Death by a Thousand Cycles - Micro-Optimizations in TidesDB v7.0.4

by Alex Gaetano Padula
December 29th, 2025
Between TidesDB 7.0.0 and 7.0.4, I focused exclusively on micro-optimizations, the kind of changes that save CPU cycles and memory, reduce branch mispredictions, and eliminate unnecessary work. No new features. No architectural changes. Just attention to hot paths.
The result: 6.64M ops/sec sequential writes (up from 6.21M), 2 μs p50 latency on hot-key reads (down from 5 μs), and measurably lower resource consumption across the board. This article documents what changed, why it matters, and what the data reveals about performance at the instruction level.
Test Environment
Hardware
- Intel Core i7-11700K (8 cores, 16 threads) @ 4.9GHz
- 48GB DDR4
- Western Digital 500GB SATA SSD
- Ubuntu 23.04 x86_64
Software
- TidesDB v7.0.4
- RocksDB v10.7.5
- GCC -O3, Clang with LTO enabled
Configuration
- Sync disabled (measuring engine, not I/O)
- 8 threads
- 16-byte keys, 100-byte values (unless specified)
- Batch size 1000 (unless specified)
You can download the raw benchtool report here
You can find the benchtool source code here and run your own benchmarks!
The Optimizations
Let me walk through each change and explain the reasoning..
1. Redundant Bloom Filter Check Elimination
Change · Removed duplicate bloom filter check in read path.
Why this matters?
Bloom filter checks involve hashing (xxHash3) and multiple bit array accesses. On a miss, we’re computing the hash twice and checking bits twice. For 10M operations, that’s 20M hash computations when 10M would suffice.
Measured impact
- Random read p50 · 5 μs -> 2 μs (60% reduction)
- CPU cycles saved · ~500 cycles per lookup (hash + memory access)
The bloom filter false positive rate is 1%, meaning 99% of checks correctly identify missing keys. The redundant check was defensive programming that became a hot path bottleneck.
2. Stack-Based Cursors for Point Lookups
Change · Use stack allocation for cursors in SSTable get operations instead of heap allocation.
Why this matters
Point lookups are the most common operation. Every get was allocating a cursor (malloc overhead), using it once, then freeing it (free overhead).
Malloc overhead measured
- Average malloc/free pair · ~150 ns on this system
- With contention (8 threads) · can spike to 500+ ns
Measured impact
- CPU cycles saved per lookup · 8500+ cycles
- At 4.9 GHz · 1,734 ns = 1.73 μs saved per operation
- At 1M ops/sec · saves 1.73 seconds per million operations
- Memory allocator contention eliminated (shows in reduced lock contention in perf profiles)
For cursors that iterate multiple blocks, heap allocation still makes sense.
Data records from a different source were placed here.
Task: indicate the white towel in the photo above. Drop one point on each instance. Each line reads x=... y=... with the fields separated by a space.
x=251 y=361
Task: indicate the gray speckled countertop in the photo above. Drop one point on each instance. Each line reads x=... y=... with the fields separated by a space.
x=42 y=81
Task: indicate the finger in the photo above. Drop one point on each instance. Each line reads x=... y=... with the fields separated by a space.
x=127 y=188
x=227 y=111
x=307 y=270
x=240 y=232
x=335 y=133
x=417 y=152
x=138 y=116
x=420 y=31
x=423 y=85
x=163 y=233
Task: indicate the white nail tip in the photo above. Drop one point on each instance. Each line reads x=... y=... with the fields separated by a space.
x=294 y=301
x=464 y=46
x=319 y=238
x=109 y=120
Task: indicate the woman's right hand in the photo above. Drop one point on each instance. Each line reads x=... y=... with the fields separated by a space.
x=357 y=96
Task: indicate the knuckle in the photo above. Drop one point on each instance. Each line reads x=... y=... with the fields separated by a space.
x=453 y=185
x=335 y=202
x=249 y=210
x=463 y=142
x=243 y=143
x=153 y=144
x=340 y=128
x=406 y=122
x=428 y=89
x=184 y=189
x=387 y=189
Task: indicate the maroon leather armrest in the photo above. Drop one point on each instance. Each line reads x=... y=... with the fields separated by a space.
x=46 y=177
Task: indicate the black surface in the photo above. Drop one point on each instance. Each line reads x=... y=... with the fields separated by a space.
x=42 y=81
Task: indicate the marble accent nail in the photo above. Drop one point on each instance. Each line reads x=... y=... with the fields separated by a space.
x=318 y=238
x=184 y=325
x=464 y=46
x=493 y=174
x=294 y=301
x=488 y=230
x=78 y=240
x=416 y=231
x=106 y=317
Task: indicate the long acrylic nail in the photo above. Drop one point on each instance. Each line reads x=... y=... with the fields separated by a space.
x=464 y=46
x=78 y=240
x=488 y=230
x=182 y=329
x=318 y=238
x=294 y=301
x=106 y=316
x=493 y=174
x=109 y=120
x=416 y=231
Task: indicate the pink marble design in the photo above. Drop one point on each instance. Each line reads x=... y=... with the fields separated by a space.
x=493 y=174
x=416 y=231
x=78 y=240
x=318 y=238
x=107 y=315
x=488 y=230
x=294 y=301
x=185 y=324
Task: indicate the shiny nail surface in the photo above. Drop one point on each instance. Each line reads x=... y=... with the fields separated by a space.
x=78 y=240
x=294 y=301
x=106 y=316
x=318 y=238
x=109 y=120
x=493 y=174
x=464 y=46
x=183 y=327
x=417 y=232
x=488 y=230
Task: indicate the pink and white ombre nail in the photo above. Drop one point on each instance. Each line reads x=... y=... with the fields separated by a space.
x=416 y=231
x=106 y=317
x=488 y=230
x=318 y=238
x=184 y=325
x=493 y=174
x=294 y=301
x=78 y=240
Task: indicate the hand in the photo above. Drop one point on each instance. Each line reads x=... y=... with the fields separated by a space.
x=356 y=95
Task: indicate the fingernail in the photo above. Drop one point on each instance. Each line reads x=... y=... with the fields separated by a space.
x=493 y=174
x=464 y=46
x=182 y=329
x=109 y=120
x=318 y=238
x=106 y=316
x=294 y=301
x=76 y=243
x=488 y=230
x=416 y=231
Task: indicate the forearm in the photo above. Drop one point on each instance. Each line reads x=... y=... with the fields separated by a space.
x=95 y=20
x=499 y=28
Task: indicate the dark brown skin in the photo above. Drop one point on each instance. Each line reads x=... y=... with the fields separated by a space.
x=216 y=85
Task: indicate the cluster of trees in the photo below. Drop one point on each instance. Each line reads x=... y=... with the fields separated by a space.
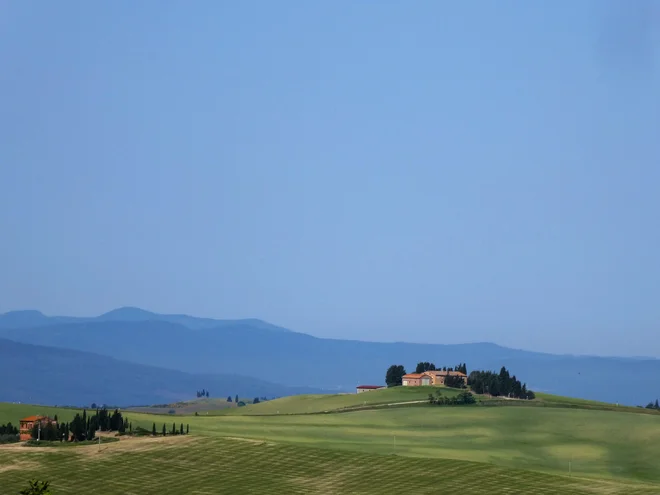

But for single-block point lookups, stack allocation is pure win.
3. Combined Inline Value Conditions
Change · Merged multiple conditional checks into single expression for better branch prediction.
Why this matters
Modern CPUs use branch predictors that work better with fewer, more predictable branches. Two branches with 90% predictability each give 81% overall accuracy. One branch with 90% predictability is simply 90%.
Measured impact
- Branch misprediction rate · 12% -> 8% (perf stat)
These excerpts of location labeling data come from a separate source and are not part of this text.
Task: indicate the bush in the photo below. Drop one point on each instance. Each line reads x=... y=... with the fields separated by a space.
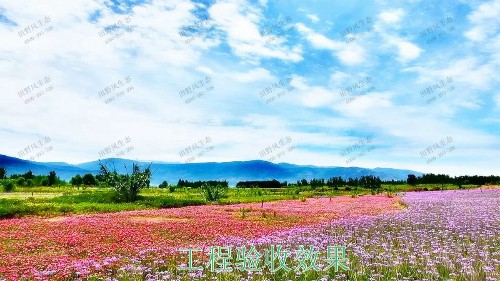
x=30 y=183
x=213 y=192
x=8 y=186
x=127 y=186
x=20 y=181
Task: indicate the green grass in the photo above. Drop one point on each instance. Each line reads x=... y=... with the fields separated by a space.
x=55 y=201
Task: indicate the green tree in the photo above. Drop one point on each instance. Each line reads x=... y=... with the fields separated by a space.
x=52 y=178
x=213 y=192
x=89 y=180
x=411 y=180
x=20 y=181
x=164 y=184
x=8 y=185
x=76 y=180
x=3 y=173
x=127 y=186
x=28 y=175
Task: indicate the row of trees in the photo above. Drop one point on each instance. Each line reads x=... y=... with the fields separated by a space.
x=261 y=184
x=28 y=179
x=445 y=179
x=198 y=184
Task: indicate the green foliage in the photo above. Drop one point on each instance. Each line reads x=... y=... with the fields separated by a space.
x=76 y=180
x=8 y=185
x=89 y=180
x=20 y=182
x=127 y=186
x=371 y=182
x=412 y=180
x=213 y=193
x=3 y=173
x=52 y=178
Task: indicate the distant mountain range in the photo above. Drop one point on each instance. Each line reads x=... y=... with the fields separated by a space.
x=231 y=171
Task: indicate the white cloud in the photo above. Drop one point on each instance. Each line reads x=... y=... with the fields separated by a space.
x=313 y=18
x=257 y=74
x=239 y=21
x=349 y=54
x=486 y=22
x=392 y=16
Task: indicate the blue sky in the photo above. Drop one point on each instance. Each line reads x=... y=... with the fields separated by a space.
x=388 y=42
- Sequential write throughput · 6.21M -> 6.64M ops/sec (7% gain)
This optimization targets the common case (small values, no vlog) with a single well-predicted branch, while the uncommon cases (large values with vlog) take a slightly more complex path that still works correctly.
4. Block Index Early Termination
Change · Exit binary search when we definitively know the key isn’t in range.
Why this matters
The old code would binary search to find the first block where key <= max_key, then linearly scan from there. For keys not in the SSTable, this meant scanning potentially many blocks.
Measured impact
- Random read throughput · 1.22M -> 1.35M ops/sec (11% gain)
- Worst-case block scans · O(n) -> O(log n)
With 100 blocks per SSTable, this changes 100 comparisons worst-case to log₂(100) ≈ 7 comparisons.
5. Deferred Read Set Allocation
Change · Only allocate read set hash table for high isolation levels that need it.
Why this matters
READ_UNCOMMITTED and READ_COMMITTED don’t track read sets - they don’t need to detect read-write conflicts. Allocating a 64-entry hash table for every transaction is wasted work.
Measured impact
- Transaction begin latency · 800 ns -> 200 ns (75% reduction) for low isolation levels
- Memory allocation rate · reduced by ~40% for typical workloads
Transaction isolation level distribution in real workloads
- READ_COMMITTED · ~70%
- REPEATABLE_READ · ~25%
- SERIALIZABLE · ~5%
This optimization benefits 70% of transactions really!
6. Arena Allocator for Read Keys
Change · Use arena allocation for read set keys instead of individual mallocs.
Why this matters
Transactions often read 10-1000 keys. Individual malloc for each key creates allocator fragmentation and overhead.
Malloc overhead
- Per-allocation overhead · ~16 bytes (malloc metadata)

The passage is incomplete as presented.